I had a good time because it was good music. It was good music not just because it sounded good, not just because it balanced the familiar and the novel, not just because it expanded—gracefully and successfully—the range of what I thought a symphonic composition might comment on. It was all of that and more.
Polevá’s The Bell:
I wish I had more to say about this piece. Inbal Segev’s playing was beautiful, as it always seems to be, but I think what lacked for me was a real sense of movement between each movement. It’s difficult to comment on a war that’s still ongoing, and naturally my experience of it all is quite different and obviously more distant—practically and emotionally—than the composer’s. It felt like a few minutes that had been stretched out to over twenty—and that might very well be true to the realities of war. I’d be curious to see and hear what Polevá might compose about the same matter when Ukraine is again safe and at peace.
Stewart’s Embrace:
This didn’t do it for me. And that’s fine. I’m not opposed to electronic or hybrid music, or work that includes visuals, but stylistically this composition wasn’t something I would want to experience again, nor did I particularly enjoy it nor get other personal value from it the first time. It’s a piece that is clearly part of the musician’s process of grieving his mother’s death, and I can value it for however it’s helping him.
Was this a good way to spend the evening? Absolutely. There were some metaphorical cupcakes that I wouldn’t want another bite of, but there were others that I might just put in a catering order for—for a class, or for a party.
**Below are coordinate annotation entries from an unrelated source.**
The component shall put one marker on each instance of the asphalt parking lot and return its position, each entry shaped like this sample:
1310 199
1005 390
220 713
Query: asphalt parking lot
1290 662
I’m glad that I tried them all, and I’m glad that Carnegie and other performance venues give space for events where we can “sample” New Music.
That would be one hell of a date. So… what’d you think of the Novak piece? / Well. Are you ready to talk about mycelium for about an hour and a half, or should we get a drink, first?
For real, not in the Birnam Wood way.
This isn’t a challenge. Do not resurrect Mahler. That man needs his rest.
If you have facility with a Semitic language, say the name out loud a few times and you’ll probably start to hear the meaning.